I love to invent and be creative — it's all part of the craft. For example, our avocado mash has a unique twist to the traditional guacamole recipe, and it sparked a 'friendly debate' with guests about its preparation. While I always appreciate guest feedback, it can be annoying when customers insist on dishes that match their exact home recipes, leaving little room for creativity.

What is your favorite dish to cook?

I am passionate about cooking fish because of its delicate nature and the precision it demands. Getting the timing right is important to preserve its freshness and flavor. One dish I particularly like to prepare is Butterflied Sea Bass. I love how simple yet elegant it is – seasoned with lemon juice, olive oil, salt and pepper, and served with a refreshing courgette tartare. It's a dish that showcases the beauty of fresh ingredients and allows me to express my creativity.

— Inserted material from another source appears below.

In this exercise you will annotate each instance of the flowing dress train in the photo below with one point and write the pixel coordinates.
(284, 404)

Burrata with Kalamata olives, heirloom tomatoes, grilled zucchini and basil pesto. (supplied)

What is the hardest dish for you to get right?

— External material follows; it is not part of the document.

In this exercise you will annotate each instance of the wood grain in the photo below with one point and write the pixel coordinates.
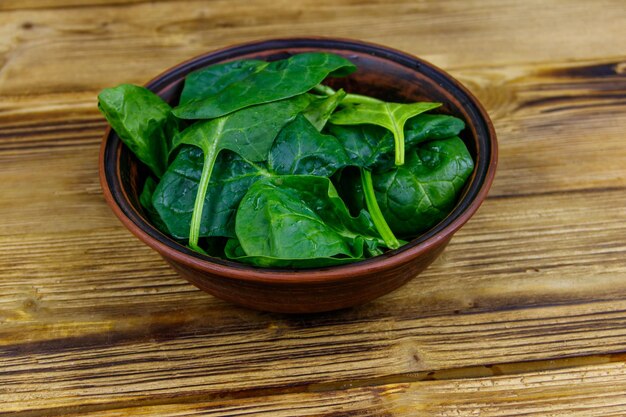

One of the most challenging dishes for me is the traditional French foie-gras terrine – a classic of French cuisine. It demands careful technique, especially in layering the foie gras correctly. Precision is key; A slight mistake can cause the layers to blend together, compromising both the texture and presentation of the dish. Mastering the terrine requires meticulous attention to detail and a deep understanding of the ingredients, making it technically demanding but highly rewarding.

As head chef, how are you? Do you shout a lot? Or are you more relaxed?

My focus is on maintaining calm and organization in the kitchen. On our busiest nights, we can serve up to 1,200 covers in our relatively small kitchen, so it's important that everyone follows the rules. With a team of 15, discipline is important, but I avoid yelling, because it's counterproductive.

Chef Hadi's Orange Cake Recipe

(supplied)

material

For the orange cake:

340 grams of eggs; 470 grams of sugar; 360 grams of flour; 10 grams of baking powder; 230 ml whipping cream; 160 grams of butter (melted); 70 grams of orange juice; 7 grams of orange juice

For the orange syrup:

60 grams of orange juice; 30 grams of water; 30 grams of sugar

For the meringue:

3 egg whites (100 grams); 200 grams of sugar

Additional:

50 grams of oranges

instructions

(Note: A bain-marie is required)

For the orange cake:

1. Preheat the oven to 160C.

2. In a mixing bowl, combine sugar and orange zest. Add the egg and beat well.

3. Add orange juice and whipping cream. Mix well.

4. Sift in the flour and baking powder. Mix until there are no lumps.

5. Add melted butter and mix well.

6. Pour the batter into the cake tray. Draw a straight line of melted butter on top.

7. Bake for 55 minutes.

8. Remove from the oven and pour the orange syrup over the cake. Allow it to cool.

For the orange syrup:

1. In a small saucepan, over very low heat, combine orange juice, water, and sugar.

2. Bring to a boil, stirring until the sugar dissolves.

3. Remove from heat.

For the meringue:

1. In a bain-marie, heat the egg whites to 65°C.

2. Transfer the egg whites to the mixer.

3. Gradually add sugar, whisking until stiff peaks form.

Assembly:

1. Once the cake has cooled and the syrup has been absorbed, serve the slices with a dollop of meringue and garnish with (optional) fresh orange slices and a scoop of orange ice cream.